I have this vision that in absence of the ability for people to form social hierarchies on the back of their economic value to society, there will be this AI fueled class hierarchy of people's general social ability. So rather than money determining your neighborhood, your ability to not be violent or crazy does.

4 comments

If we have post scarcity due to AI, everything becomes so uncertain. Why would we still have violent and crazy people? Surely the ASI could figure it out and fix whatever is going on in their brains. It's so fuzzy after that event horizon I have no confidence in any predictions.
Why are some people able to bear suffering whereas others go bonkers? Or what if the only source of happiness of some of those crazy people is domination of other people and exclusivity of social hierarchies? How would AI fix that?
>Why some people are able to bear suffering whereas others go bonkers?

Well at least in some cases the scale of suffering between the bonkers and the ones bearing it might be significantly different.

There are easy fixes to get rid of violent and crazy people. Why would a powerful ASI bother with fixing them? A rabid dog just gets put down by humans. Why would we expect anything better of our overlords?
This is also a plausible sounding outcome. That's why it's so uncertain.
This seems to suggest a single dimensional evaluation. The complexity of social compatibility is high and the potential capacity to evaluate could also be greater.
Alvin Toffler's book "Future Shock" describes what's going on within this thread.

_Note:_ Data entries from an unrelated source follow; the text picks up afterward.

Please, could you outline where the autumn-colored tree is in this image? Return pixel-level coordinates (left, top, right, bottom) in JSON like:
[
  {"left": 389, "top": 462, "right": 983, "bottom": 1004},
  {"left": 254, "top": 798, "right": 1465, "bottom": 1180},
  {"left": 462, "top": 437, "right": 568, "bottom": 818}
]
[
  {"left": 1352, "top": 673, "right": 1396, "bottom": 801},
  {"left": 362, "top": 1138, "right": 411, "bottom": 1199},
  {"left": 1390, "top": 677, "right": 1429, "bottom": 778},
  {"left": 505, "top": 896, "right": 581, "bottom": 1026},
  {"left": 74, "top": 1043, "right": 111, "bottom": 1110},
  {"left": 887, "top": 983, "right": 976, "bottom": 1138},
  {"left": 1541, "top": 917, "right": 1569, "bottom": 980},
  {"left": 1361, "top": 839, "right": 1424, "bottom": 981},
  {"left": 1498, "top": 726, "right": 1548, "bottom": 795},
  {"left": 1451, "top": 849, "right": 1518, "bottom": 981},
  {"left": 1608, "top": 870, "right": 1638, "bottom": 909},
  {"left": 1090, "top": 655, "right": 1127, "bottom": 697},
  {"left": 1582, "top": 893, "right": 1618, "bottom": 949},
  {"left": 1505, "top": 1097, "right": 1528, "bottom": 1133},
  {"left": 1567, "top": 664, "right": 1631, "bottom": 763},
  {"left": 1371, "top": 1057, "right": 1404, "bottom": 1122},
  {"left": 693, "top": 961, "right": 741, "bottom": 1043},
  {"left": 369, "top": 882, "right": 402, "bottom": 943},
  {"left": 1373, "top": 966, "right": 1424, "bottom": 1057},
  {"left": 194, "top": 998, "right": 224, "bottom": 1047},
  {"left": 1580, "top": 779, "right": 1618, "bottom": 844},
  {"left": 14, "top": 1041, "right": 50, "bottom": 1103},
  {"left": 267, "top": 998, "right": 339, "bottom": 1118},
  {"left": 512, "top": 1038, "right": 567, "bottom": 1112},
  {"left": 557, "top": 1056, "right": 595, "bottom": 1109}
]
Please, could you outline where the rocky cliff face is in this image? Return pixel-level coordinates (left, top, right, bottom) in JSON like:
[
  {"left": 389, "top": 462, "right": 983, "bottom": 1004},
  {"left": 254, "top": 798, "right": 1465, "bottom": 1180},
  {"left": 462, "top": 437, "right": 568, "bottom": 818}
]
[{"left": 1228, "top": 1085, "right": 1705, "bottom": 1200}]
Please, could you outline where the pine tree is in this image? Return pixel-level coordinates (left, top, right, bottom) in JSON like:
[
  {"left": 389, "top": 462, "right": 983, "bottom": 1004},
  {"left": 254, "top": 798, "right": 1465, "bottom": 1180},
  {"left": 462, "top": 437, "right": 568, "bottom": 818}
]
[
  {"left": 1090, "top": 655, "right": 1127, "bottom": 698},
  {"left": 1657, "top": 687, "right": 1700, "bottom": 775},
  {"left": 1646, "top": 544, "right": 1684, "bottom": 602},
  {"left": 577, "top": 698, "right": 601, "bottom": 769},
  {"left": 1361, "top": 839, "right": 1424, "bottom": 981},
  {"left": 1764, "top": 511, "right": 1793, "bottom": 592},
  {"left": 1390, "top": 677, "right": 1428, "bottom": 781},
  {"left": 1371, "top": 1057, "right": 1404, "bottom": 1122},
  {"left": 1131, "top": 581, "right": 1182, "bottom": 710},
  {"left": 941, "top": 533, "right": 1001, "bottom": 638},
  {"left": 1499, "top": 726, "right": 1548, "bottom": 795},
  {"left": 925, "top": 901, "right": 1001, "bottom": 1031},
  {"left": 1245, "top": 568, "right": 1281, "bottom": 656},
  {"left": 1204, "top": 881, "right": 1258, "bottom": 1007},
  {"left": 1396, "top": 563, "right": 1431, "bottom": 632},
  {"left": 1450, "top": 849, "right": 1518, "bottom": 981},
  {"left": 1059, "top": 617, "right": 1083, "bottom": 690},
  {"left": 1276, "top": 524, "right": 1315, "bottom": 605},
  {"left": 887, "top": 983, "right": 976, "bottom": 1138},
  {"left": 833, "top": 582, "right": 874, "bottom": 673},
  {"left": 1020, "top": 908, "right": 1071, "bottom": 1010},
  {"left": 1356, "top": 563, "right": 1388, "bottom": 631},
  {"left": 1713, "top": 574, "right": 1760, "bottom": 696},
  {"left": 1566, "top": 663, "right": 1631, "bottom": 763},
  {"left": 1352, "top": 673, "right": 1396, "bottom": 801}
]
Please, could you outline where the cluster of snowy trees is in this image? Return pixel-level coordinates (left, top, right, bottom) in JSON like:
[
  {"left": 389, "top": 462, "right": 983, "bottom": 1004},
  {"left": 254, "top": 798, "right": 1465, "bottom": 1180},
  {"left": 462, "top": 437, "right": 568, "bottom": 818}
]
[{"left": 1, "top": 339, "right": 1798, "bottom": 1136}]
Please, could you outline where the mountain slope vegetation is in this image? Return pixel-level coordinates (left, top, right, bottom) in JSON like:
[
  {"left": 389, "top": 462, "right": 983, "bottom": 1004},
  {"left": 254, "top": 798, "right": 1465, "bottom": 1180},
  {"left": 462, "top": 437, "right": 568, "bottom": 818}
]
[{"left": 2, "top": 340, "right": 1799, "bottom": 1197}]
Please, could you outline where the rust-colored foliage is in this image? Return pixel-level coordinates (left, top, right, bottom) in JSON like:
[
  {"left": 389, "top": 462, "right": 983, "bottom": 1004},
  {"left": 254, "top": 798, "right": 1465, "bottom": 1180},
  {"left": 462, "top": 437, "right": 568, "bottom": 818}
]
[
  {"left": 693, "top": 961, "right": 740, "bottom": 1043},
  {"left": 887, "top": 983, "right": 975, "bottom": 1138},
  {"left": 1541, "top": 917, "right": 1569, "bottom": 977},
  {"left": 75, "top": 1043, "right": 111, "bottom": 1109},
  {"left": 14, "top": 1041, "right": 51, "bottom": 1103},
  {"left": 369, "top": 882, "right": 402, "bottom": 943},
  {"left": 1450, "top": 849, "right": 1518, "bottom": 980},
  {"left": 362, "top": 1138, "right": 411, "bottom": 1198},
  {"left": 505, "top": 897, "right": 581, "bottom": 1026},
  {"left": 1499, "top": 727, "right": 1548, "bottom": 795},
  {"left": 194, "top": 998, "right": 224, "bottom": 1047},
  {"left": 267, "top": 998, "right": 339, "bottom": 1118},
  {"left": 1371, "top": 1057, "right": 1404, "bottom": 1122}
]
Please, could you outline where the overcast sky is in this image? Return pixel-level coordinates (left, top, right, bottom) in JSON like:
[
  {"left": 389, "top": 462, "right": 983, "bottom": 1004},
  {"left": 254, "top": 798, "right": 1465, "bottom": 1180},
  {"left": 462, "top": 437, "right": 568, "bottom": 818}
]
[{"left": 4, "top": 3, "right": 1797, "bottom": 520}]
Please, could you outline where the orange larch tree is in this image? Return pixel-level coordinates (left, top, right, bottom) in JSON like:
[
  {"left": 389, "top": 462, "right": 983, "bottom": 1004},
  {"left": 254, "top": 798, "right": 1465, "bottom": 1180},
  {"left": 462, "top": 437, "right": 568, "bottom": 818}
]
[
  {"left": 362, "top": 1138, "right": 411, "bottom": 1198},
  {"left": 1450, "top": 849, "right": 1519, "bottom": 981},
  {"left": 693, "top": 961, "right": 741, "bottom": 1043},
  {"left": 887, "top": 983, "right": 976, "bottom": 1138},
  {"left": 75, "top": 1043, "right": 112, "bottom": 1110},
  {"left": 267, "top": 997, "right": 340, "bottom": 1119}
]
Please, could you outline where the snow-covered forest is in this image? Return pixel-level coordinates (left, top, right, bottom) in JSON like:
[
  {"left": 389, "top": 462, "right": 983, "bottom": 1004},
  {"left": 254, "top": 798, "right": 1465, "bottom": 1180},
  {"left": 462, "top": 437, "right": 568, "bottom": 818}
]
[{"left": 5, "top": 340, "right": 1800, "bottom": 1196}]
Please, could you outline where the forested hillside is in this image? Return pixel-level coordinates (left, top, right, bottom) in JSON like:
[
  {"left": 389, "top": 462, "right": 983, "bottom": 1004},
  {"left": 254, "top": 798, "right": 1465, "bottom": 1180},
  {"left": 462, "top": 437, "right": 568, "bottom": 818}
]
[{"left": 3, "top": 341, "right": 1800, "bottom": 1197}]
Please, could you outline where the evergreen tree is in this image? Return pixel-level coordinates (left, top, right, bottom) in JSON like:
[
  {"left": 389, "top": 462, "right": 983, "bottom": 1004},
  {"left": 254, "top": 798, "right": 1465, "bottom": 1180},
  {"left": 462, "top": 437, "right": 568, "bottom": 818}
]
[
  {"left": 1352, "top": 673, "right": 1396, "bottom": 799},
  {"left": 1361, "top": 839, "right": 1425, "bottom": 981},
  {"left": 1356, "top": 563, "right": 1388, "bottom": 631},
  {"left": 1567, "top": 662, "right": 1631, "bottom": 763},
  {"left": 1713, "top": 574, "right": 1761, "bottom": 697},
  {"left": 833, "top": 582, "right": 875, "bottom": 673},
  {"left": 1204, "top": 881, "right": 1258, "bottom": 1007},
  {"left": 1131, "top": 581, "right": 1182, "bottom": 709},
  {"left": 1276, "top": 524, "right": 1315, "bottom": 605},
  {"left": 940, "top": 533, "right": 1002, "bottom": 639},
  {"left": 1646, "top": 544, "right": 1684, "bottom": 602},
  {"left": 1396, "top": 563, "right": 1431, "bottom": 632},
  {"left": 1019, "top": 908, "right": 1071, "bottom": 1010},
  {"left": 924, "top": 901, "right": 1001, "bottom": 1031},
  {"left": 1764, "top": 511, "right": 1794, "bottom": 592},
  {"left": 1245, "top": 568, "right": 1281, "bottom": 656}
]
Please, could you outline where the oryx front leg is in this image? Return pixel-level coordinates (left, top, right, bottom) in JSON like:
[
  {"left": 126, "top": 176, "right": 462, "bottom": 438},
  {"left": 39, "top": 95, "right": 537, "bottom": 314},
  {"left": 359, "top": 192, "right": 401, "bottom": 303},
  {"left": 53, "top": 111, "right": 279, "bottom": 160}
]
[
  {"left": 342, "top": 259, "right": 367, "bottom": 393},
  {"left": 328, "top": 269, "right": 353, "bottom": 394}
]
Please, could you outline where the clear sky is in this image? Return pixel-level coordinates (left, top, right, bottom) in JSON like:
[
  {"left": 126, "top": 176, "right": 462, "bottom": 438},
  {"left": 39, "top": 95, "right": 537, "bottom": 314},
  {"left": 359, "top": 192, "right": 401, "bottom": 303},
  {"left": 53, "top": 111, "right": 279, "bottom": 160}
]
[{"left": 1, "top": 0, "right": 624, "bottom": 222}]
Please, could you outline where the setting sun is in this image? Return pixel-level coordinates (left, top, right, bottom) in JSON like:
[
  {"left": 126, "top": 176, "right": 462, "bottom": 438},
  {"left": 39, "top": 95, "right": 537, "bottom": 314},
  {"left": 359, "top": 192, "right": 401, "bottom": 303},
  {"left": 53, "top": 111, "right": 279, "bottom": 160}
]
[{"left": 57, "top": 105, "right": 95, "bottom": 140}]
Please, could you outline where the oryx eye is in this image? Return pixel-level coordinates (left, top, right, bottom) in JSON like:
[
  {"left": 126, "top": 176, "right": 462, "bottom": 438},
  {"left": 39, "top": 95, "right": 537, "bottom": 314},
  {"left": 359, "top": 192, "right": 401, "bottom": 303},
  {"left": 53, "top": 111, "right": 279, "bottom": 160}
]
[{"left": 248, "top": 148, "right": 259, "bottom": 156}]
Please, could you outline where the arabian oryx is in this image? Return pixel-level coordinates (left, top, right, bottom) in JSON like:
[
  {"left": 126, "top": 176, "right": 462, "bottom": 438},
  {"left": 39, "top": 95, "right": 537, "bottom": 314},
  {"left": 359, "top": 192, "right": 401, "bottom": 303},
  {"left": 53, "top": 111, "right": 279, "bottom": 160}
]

Toffler predicted that as change accelerated, we'd face the paradox of too many options (like a Cheesecake Factory menu) or, conversely, feeling like we have no options due to the framerate of change. He argued that we would enter a state of transience where our relationships, jobs and values would become "temporary". And thus when the rate of change turns everything "temporary", all the old institutions - religion, family, nation, profession - can no longer provide a frame of reference.

In short, the "simulation" of our existence may be starting to drop keyframes - causing pixelization in our society which we obviously see as glitches.

The machine is just going to do whatever we tell it - it is a horse with blinders on or a steam engine going round and round. It doesn't know it needs to work within the human framework. Physics and society only intersect where it's needed for safety - this seems like one of those cases where we need to make sure we define the conditions how both the dog and tail can wag each other.

There was a court ruling earlier that I think starts to set this up: "AI generated images cannot be copyrighted". The same could be said about the rest of the 3 M's. Then expand upon that. AI generated content not being eligible for copyright would go a long way to put value back into people's work efforts.

Let machines deal with improving the framerate of life. Let humans decide what life should be. Hopefully it will finally have more than 50% humanity in it instead of amoral capitalism.

I'm terrified at the idea that society will select the crazies and the violent instead. I wonder why I think that
My real personal "doom" theory is that AI will, err, remove 99.99% of humans, pretty much everyone except for the top 100,000 based whatever fractally complex metric scheme it deems important.

Then those 100,000 get a utopia, the AI gets everything else, and ultimately the humans are just nice pets.